9 Responses to Stragglers and Insanity: The Civil War’s Heavy Psychiatric Toll

  1. The mental toll on Civil War soldiers is understandable. I believe some of the medicines involved in treating soldiers for wounds and illnesses might have contributed to some of that. Mercury in particular was known for certain neurological effects on (at least some of) those who ingested it. But I am sure there were quite a lot of participants from both sides who suffered mental anguish because of what they were exposed to during the War, and that includes civilians.

    Below is a good article that says more about this subject.

    https://www.smithsonianmag.com/history/ptsd-civil-wars-hidden-legacy-180953652/

  2. A worthy topic of study, rarely examined in this war. Long ago I read that in the decade following World War I, 25,000 Tommies, having survived the horror of the trenches, committed suicide, and my first thought was of the Civil War veterans and what they suffered after the war. Are there any figures for them receiving treatment, suicides, etc?

  3. Simon Winchester authored a fascinating profile of a similar casualty in “The Professor and the Madman”, the story of Dr. William Chester Minor, a young Union Army surgeon who breaks down after being forced to “brand” a deserter’s face during the fighting in the Wilderness. Minor also spends time at St. Elizabeth’s Hospital but is paroled and released to his family’s care after the war because his case is considered incurable. The life that follows is one of intermittent periods of delusion, murder and self-mutilation, but also periods of calm and erudition. He eventually becomes one of the most prolific contributors of arcane word usage to the Oxford English Dictionary.

  4. This is a very important topic. We now have taxpayer paid professional support available, as well as VFW, American Legion, and many other worthy veterans support organizations, blogs, social media.
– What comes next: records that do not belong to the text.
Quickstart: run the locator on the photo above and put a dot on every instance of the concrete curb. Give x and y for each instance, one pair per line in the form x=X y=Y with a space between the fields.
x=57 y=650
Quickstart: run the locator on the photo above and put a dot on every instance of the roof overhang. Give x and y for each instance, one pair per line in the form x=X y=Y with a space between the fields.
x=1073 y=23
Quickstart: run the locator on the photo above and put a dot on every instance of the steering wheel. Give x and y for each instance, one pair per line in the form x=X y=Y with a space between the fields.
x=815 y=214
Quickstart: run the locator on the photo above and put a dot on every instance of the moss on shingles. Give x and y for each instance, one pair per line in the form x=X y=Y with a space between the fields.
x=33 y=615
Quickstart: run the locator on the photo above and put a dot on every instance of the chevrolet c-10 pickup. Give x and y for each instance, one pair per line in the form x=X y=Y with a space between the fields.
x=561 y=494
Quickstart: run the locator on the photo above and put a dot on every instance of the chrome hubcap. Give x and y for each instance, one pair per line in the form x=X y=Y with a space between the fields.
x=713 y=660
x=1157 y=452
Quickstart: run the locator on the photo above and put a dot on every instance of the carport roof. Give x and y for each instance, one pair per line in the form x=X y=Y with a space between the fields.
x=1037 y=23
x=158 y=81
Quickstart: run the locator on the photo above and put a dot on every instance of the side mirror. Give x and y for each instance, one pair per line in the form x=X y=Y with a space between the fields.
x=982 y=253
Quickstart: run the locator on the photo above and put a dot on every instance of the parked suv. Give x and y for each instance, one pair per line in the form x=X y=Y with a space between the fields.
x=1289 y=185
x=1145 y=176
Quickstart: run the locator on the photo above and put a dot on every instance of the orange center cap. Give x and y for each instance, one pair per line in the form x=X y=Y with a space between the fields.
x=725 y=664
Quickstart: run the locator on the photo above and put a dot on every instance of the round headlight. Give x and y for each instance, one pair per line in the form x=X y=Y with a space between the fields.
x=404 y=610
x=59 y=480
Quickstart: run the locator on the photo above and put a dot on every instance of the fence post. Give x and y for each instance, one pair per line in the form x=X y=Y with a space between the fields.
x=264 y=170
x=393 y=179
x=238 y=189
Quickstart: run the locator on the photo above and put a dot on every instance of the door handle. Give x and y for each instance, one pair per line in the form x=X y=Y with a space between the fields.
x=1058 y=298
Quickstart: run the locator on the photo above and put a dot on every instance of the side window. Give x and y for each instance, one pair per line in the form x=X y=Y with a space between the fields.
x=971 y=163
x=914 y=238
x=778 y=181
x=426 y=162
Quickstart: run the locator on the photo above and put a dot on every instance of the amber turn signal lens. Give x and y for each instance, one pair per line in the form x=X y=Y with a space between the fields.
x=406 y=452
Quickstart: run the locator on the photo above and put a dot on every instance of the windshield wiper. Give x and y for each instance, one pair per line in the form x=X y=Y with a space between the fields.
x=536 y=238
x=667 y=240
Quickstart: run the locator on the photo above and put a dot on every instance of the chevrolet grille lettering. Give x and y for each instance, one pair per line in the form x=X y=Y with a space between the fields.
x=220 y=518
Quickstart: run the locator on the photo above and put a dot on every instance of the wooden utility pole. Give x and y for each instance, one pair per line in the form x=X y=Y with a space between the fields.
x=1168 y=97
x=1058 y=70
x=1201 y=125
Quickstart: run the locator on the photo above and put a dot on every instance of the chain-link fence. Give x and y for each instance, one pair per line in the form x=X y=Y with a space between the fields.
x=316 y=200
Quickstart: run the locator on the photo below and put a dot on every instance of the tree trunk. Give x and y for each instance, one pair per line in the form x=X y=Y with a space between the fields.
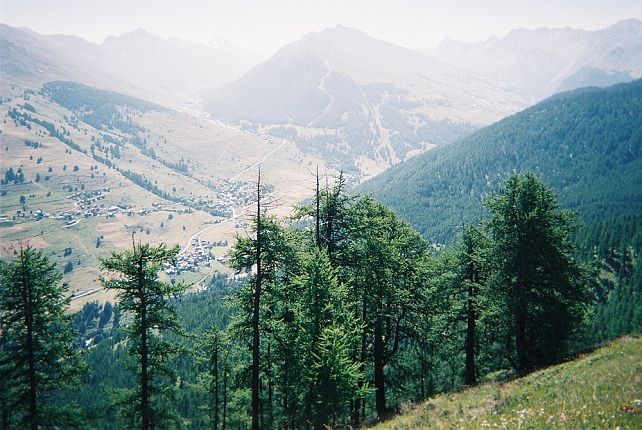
x=357 y=407
x=255 y=313
x=520 y=341
x=379 y=379
x=215 y=369
x=224 y=394
x=144 y=376
x=470 y=377
x=31 y=358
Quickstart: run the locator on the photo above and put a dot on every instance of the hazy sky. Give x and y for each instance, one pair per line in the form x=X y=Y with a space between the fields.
x=266 y=25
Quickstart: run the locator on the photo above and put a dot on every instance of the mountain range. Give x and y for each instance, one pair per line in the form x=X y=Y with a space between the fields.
x=168 y=71
x=587 y=144
x=540 y=62
x=359 y=100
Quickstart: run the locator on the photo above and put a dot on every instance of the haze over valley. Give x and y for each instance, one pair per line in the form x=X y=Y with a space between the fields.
x=193 y=125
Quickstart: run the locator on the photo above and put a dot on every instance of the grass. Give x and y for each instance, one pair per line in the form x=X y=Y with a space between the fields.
x=602 y=389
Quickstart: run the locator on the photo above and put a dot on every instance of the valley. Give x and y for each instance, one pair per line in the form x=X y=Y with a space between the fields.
x=91 y=180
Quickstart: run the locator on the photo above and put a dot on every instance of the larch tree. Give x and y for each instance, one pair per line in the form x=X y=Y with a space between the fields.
x=146 y=300
x=544 y=287
x=38 y=354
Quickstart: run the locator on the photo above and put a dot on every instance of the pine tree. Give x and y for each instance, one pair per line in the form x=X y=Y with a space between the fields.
x=544 y=287
x=38 y=354
x=134 y=274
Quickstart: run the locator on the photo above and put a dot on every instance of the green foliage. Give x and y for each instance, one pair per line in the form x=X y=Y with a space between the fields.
x=134 y=274
x=586 y=143
x=599 y=390
x=535 y=270
x=98 y=108
x=37 y=356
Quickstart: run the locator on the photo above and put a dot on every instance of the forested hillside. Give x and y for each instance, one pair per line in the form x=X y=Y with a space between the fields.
x=586 y=144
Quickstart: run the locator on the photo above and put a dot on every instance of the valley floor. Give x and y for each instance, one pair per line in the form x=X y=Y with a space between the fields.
x=602 y=389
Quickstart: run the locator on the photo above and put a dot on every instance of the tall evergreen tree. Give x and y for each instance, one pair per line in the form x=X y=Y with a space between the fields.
x=134 y=274
x=544 y=287
x=38 y=352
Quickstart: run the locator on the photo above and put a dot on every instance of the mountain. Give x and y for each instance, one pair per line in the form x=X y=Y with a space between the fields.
x=359 y=100
x=597 y=390
x=538 y=62
x=169 y=71
x=83 y=168
x=587 y=144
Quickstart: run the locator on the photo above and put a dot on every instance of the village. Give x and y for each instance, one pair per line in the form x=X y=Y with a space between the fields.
x=191 y=261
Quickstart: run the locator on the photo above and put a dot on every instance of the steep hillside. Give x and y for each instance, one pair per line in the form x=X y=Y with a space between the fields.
x=83 y=169
x=360 y=101
x=541 y=61
x=600 y=390
x=586 y=144
x=169 y=71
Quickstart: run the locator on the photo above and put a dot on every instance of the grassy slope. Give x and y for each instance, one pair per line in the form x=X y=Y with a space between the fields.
x=600 y=390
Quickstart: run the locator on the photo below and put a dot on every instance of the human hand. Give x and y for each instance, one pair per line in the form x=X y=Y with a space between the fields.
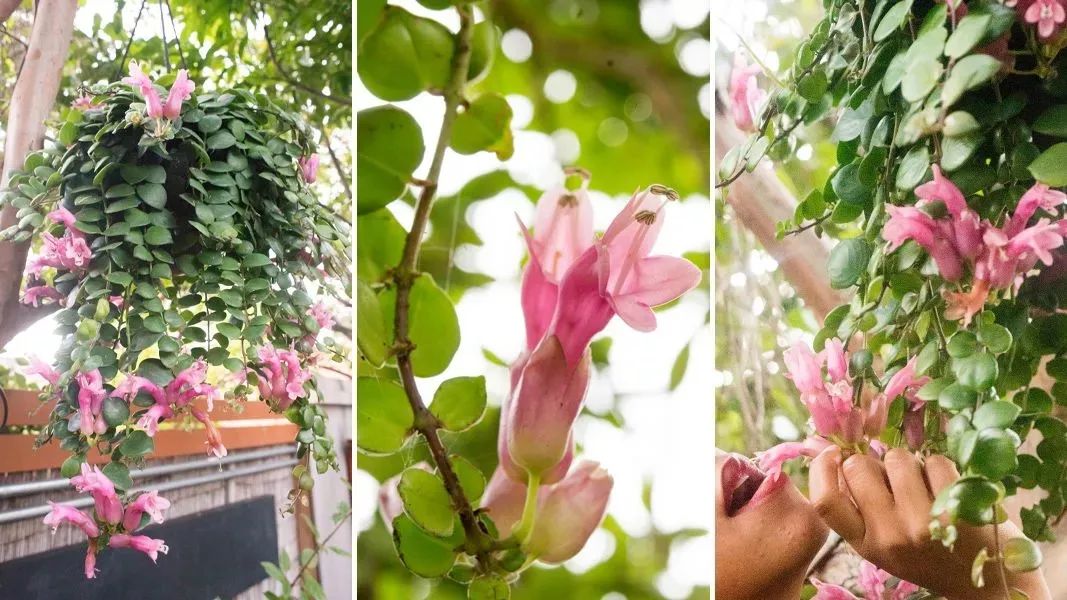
x=882 y=510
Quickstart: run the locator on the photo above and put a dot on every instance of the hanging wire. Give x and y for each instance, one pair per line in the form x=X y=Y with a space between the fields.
x=126 y=50
x=162 y=29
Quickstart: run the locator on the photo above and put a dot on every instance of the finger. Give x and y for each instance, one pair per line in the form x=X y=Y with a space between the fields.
x=907 y=483
x=940 y=473
x=910 y=495
x=865 y=479
x=830 y=498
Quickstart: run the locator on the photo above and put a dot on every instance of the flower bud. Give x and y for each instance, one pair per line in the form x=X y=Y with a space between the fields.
x=569 y=512
x=539 y=415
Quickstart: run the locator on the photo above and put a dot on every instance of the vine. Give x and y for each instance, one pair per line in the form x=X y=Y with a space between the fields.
x=184 y=245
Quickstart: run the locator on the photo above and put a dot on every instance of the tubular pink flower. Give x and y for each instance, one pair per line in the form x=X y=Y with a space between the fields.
x=1048 y=15
x=141 y=543
x=213 y=438
x=562 y=232
x=140 y=80
x=94 y=482
x=308 y=168
x=504 y=501
x=63 y=514
x=618 y=277
x=180 y=91
x=745 y=94
x=91 y=394
x=35 y=294
x=543 y=408
x=149 y=503
x=569 y=512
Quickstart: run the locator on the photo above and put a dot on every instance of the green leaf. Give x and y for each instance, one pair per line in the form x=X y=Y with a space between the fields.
x=120 y=475
x=491 y=586
x=137 y=444
x=472 y=480
x=433 y=329
x=1052 y=122
x=483 y=126
x=1021 y=555
x=970 y=30
x=459 y=403
x=847 y=262
x=892 y=19
x=370 y=331
x=388 y=147
x=1049 y=167
x=999 y=414
x=968 y=74
x=977 y=372
x=423 y=554
x=114 y=411
x=994 y=455
x=912 y=168
x=404 y=56
x=383 y=416
x=426 y=501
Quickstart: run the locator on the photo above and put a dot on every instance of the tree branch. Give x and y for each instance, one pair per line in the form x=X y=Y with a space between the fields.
x=344 y=100
x=31 y=104
x=760 y=201
x=405 y=274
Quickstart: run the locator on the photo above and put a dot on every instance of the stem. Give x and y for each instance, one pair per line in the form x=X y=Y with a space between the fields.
x=529 y=509
x=405 y=274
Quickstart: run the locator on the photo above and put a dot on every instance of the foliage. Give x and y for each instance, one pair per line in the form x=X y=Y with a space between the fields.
x=912 y=87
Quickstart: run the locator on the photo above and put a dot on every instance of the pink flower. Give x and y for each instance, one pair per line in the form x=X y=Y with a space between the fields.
x=773 y=459
x=94 y=482
x=745 y=94
x=43 y=369
x=618 y=277
x=64 y=514
x=91 y=394
x=140 y=80
x=149 y=503
x=308 y=167
x=542 y=409
x=563 y=231
x=569 y=512
x=1048 y=15
x=141 y=543
x=180 y=91
x=35 y=294
x=213 y=438
x=282 y=377
x=831 y=591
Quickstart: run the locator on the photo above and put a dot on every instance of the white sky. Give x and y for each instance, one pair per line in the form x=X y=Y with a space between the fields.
x=668 y=438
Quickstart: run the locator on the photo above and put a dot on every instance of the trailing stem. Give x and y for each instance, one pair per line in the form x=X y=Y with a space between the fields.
x=477 y=541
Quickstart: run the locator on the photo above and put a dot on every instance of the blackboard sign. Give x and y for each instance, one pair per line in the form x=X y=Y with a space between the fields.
x=212 y=554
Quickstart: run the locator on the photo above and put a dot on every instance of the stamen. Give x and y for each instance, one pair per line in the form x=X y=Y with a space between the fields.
x=568 y=201
x=646 y=217
x=664 y=190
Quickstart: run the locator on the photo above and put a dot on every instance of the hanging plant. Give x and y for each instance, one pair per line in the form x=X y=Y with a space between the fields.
x=180 y=238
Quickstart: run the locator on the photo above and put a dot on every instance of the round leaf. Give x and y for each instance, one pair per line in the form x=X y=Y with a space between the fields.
x=426 y=501
x=459 y=403
x=425 y=555
x=388 y=147
x=383 y=416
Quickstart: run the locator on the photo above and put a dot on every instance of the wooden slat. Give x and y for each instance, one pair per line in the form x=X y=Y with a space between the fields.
x=26 y=409
x=17 y=454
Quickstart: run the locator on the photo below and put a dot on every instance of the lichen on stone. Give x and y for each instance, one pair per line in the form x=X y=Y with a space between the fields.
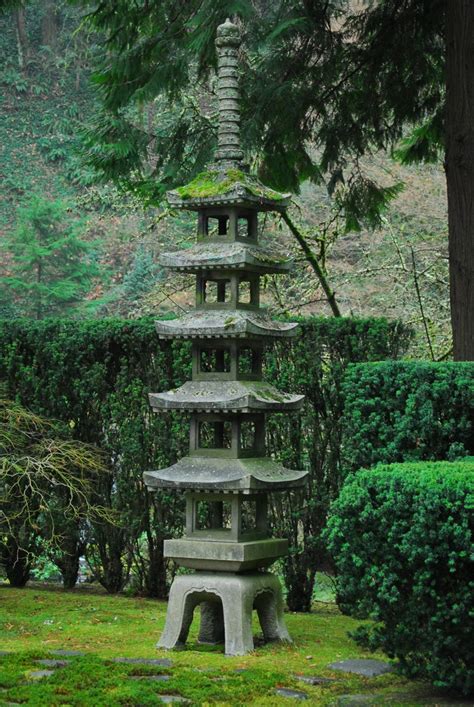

What did they have back then – the church, some well meaning charities, an asylum for the worst, eventually a GAR and UCV, but maybe something else that could help – going back to the farm and plow some acreage, just a man and his horse, out in the fields with no one but the wind, an opportunity to get centered, and try to put together that unsolvable riddle, “Why me?” How did those guys do it and manage to put it behind them or live with it. God bless them, and all soldiers, they weren’t the only ones.

    1. It’s a great topic, one that must be explored deeply. It is vital that we have so many organizations and services for soldiers and veterans today. For my own part, in recent years I have had a number of Army and Marine veterans in my writing class, all of whom insist that they cannot write and the school is making them take the class in their first semester, and all of whom turn out to be fine writers – because they have so much to tell. They write amazingly well of their experiences and of their nightmares, and many of them talk with me for hours about their individual and group therapy sessions with VA psychologists. I am proud to have been able to help them in whatever small way I have. The one thing we can remember, though, about Civil War soldiers, is that in their time, families were larger, closer, and more extended, and it is here that they received much care. Also, my grandparents told me that their grandfathers, great-uncles and their friends, in their 60s and 70s when my grandparents were children growing up with the old soldiers in their homes, were always together, talking with each other about their experiences. This happened North and South, East and West – they were their own veterans’ organizations before they became official.